A broadcastable mask over rows (to mask entire rows at a time during SIS) has shape (2, 1) and is created using make_empty_boolean_mask_broadcast_over_axis((2, 3), 1).
- Parameters
shape – Shape (a tuple of array dimensions, as in numpy.ndarray.shape) of the underlying input to be masked.
axis – An integer, or tuple of integers, specifying the axis (or axes) to broadcast over.
- Returns
- ndarray of boolean type (all values are True) and shape S, where S is the
same as the provided shape, but with value 1 along each of the provided axes (see usage example above).
- produce_masked_inputs(input_to_mask, fully_masked_input, batch_of_masks)[source]¶
Applies masks to an input to produce the corresponding masked inputs.
- Parameters
input_to_mask – Array of shape D to be masked. Note that D may be multi-dimensional.
fully_masked_input – The fully masked version of input_to_mask, also an array of shape D.
batch_of_masks – Array of shape (B x D), a batch of masks to apply to input_to_mask, and B is at least 1.
- Returns
- An array of masked inputs of shape (B x D), where each mask in
batch_of_masks is applied to input_to_mask, and the masked values are taken from fully_masked_input.
- The order of masked inputs in the output corresponds to the order of masks
in batch_of_masks.
- Raises
TypeError if shape of batch_of_masks does not have 1 more dimension than – shape of input_to_mask.
- sis_collection(f, threshold, initial_input, fully_masked_input, initial_mask=None)[source]¶
Identifies the entire collection of SIS for an input.
Implements the SIScollection procedure in the SIS paper [1].
- Parameters
f – A function mapping an array of shape (B x D), containing a batch of B D-dimensional inputs to an array of scalar values with shape (B,).

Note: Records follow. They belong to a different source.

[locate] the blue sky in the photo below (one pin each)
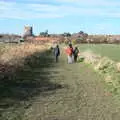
(58, 16)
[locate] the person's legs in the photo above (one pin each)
(75, 58)
(56, 58)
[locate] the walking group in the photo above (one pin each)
(72, 53)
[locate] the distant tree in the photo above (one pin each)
(44, 34)
(66, 34)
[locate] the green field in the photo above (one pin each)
(109, 50)
(45, 90)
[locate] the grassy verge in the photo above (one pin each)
(106, 67)
(23, 78)
(109, 50)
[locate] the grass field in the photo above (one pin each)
(110, 50)
(45, 90)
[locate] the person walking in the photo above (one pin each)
(75, 53)
(56, 53)
(69, 52)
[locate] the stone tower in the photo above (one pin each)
(28, 31)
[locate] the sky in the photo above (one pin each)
(58, 16)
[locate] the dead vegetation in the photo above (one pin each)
(106, 67)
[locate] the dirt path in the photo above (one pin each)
(81, 95)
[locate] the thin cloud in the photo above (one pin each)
(14, 10)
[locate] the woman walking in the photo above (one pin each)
(69, 52)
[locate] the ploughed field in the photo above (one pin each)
(45, 90)
(109, 50)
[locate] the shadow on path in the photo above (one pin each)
(29, 82)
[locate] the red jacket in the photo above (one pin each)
(69, 51)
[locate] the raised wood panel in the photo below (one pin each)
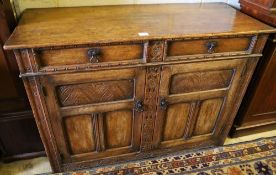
(80, 133)
(200, 81)
(57, 57)
(95, 92)
(207, 117)
(178, 48)
(175, 121)
(118, 128)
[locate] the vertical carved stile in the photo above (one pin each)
(156, 51)
(252, 44)
(151, 98)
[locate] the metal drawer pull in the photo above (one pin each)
(211, 45)
(94, 55)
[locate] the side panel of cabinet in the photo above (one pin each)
(195, 100)
(93, 114)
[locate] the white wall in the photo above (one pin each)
(21, 5)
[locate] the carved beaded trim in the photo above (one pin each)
(151, 97)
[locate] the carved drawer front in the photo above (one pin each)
(209, 47)
(195, 100)
(95, 115)
(113, 54)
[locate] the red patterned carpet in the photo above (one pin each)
(256, 157)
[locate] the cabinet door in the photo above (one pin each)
(93, 114)
(196, 100)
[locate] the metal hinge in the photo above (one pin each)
(244, 70)
(43, 89)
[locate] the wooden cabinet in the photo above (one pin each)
(258, 109)
(134, 84)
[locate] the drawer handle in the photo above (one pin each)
(211, 45)
(163, 104)
(139, 106)
(93, 55)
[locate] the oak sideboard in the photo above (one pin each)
(258, 108)
(118, 83)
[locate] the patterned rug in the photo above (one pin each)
(257, 157)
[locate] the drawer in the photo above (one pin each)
(95, 55)
(209, 47)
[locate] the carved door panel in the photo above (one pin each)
(93, 114)
(195, 101)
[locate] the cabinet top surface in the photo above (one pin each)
(104, 24)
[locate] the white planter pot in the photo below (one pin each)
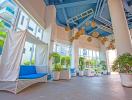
(89, 72)
(65, 74)
(56, 75)
(126, 79)
(105, 72)
(81, 73)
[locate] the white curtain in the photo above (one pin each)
(11, 56)
(41, 55)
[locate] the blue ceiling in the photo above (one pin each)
(76, 13)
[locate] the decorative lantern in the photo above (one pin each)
(95, 34)
(71, 39)
(113, 40)
(89, 39)
(111, 46)
(82, 31)
(67, 28)
(77, 36)
(87, 23)
(93, 24)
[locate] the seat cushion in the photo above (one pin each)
(27, 70)
(72, 70)
(33, 76)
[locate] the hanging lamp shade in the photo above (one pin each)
(67, 28)
(89, 39)
(95, 34)
(93, 24)
(82, 31)
(111, 46)
(71, 39)
(87, 23)
(113, 40)
(77, 36)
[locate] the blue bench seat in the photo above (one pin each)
(33, 76)
(29, 72)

threshold – A scalar, used as threshold in SIS procedure. Corresponds to tau in the SIS paper [1].
initial_input – Array of shape D (or type convertible to array) on which to apply the SIS procedure. D may be multi-dimensional.
fully_masked_input – Array (or type convertible to array) of shape D (same shape as initial_input), in which all positions hold their masked value.

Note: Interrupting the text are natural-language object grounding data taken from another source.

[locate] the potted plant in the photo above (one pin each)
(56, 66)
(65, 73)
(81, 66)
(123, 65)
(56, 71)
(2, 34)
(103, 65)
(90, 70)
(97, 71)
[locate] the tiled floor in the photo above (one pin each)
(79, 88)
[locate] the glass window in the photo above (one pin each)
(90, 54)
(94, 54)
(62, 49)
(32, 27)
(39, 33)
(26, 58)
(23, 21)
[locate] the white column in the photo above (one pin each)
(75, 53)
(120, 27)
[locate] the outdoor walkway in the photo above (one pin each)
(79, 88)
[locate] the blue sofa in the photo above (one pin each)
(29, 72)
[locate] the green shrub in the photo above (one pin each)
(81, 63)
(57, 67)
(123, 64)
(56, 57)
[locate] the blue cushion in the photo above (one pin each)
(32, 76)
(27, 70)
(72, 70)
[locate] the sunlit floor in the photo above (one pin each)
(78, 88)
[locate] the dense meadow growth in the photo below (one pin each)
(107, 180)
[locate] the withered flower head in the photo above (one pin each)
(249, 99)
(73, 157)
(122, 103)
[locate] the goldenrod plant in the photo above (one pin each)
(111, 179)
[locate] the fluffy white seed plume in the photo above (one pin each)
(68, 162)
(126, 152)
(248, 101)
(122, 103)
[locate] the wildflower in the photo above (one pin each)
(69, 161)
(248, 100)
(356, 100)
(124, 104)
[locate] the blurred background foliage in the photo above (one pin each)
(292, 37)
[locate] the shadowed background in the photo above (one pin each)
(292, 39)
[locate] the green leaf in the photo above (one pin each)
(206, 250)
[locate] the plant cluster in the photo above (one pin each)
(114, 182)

initial_mask – Optional. Boolean array (or type convertible to array) of shape M to define how input is masked. Default value is None, in which case a mask is created with the same shape as initial_input. If the mask and input are not the same shape (M != D), the mask must be broadcastable over the input. This enables masking entire rows or columns at a time. For example, for an input of shape (2, 3), using a mask of shape (1, 3) will mask entire columns at the same time during backward selection, and a mask of shape (2, 1) will mask entire rows at a time. (See make_empty_boolean_mask_broadcast_over_axis, which can construct broadcastable masks.)
- Returns
- A list of SISResult objects, containing the entire SIS-collection for the
initial_input. If no SIS exists (i.e. f(initial_input) < threshold), returns an empty list.
- Note that we follow the convention in the SIS paper [1], where a SIS only
exists if f(initial_input) >= threshold. If f(initial_input) < threshold, but there exists a subset of features on which f(subset) >= threshold, we do not consider this a valid SIS.
- The order of SISResults in this list corresponds to the order of the SIS as
they are found – the first element is the first SIS found, and so on. Earlier SIS are masked while finding later SIS, so all the SIS in the SIS-collection are disjoint (as in the SIS paper [1]).